Trump did not provide any evidence of gerrymandering in the Democratic-controlled states. California voters approved an independent redistricting commission to draw the state’s congressional maps for the first time in 2010, but the Democratic governor Gavin Newsom has indicated he will play hardball and call a special election to undo that commission so that California Democrats can gerrymander the state maps ahead of the 2026 midterms as well.
Pritzker in Illinois has also said that the state may respond to Texas’s efforts by redrawing its own map in Democrats’ favor, given that “everything has to be on the table”.
“Trump came up with a new scheme to rig the system by ramming through a corrupt, mid-decade redistricting plan that would steal five congressional seats, silencing millions of voters, especially Black and Latino voters,” Pritzker said.
The Texas house is scheduled to reconvene at 1pm local time on Tuesday, but enough Democrats remain outside the state to deny quorum for a second day.

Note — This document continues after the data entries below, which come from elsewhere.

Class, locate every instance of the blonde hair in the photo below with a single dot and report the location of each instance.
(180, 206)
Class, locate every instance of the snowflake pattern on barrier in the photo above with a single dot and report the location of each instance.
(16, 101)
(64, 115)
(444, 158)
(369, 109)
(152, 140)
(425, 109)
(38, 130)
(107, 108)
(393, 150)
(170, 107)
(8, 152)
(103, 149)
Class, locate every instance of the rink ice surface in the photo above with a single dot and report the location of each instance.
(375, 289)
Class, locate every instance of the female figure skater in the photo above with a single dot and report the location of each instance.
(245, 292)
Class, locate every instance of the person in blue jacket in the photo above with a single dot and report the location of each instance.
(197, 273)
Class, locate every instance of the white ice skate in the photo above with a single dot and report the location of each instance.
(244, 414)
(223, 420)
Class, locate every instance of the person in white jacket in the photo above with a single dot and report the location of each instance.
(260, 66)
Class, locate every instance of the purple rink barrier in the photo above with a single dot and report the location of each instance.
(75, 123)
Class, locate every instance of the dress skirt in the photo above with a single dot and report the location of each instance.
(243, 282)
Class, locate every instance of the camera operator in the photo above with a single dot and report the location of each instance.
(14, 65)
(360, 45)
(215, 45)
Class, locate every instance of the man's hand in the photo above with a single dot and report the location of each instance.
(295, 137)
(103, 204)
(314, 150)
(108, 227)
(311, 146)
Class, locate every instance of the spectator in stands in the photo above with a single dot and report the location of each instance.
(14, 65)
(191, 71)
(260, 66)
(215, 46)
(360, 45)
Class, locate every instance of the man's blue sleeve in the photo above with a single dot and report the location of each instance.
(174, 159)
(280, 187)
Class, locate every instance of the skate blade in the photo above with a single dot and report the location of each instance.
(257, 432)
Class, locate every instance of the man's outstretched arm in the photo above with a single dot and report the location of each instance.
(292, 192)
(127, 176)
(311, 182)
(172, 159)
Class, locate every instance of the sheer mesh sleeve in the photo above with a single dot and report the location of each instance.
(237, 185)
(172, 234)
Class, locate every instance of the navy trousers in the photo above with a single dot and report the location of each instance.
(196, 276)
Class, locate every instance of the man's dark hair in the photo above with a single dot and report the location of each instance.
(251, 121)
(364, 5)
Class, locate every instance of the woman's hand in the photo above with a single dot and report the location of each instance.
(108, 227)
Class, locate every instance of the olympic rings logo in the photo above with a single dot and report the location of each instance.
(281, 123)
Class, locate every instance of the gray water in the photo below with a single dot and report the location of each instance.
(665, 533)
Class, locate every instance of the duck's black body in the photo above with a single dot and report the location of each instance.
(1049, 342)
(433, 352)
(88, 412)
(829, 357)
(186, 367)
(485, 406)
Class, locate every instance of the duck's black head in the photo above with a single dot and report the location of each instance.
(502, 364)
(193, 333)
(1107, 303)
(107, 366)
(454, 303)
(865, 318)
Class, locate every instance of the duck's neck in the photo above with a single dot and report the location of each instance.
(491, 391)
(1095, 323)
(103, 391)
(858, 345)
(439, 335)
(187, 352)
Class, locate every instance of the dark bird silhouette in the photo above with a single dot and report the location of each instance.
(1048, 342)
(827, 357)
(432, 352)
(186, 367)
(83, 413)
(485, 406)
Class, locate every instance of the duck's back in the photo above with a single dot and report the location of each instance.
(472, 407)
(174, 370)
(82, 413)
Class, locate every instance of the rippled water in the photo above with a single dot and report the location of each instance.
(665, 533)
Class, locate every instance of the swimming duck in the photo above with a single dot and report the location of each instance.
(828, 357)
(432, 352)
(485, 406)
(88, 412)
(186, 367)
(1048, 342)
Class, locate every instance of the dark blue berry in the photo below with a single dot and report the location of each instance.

Democratic Representative Lulu Flores told CNN that she and several other Democratic members who traveled to Illinois “plan to stay as long as it takes” to stall the Republicans’ redistricting plans.
The current special legislative session, called by Texas’s Republican governor Greg Abbott, lasts until 19 August. “That’s the very least time that we expect to be out here,” Flores added.
Abbott could continue to call additional special sessions, and it’s not clear how long Democrats could stay outside the state. Each lawmaker that has absconded faces a $500 for day fine, and Abbott has ordered the Texas department of public safety to “locate, arrest and return to the House chamber any member who has abandoned their duty to Texans”.
Flores told CNN that the legal threats were “upsetting”, but she added: “I don’t know that he has anything to back that up.”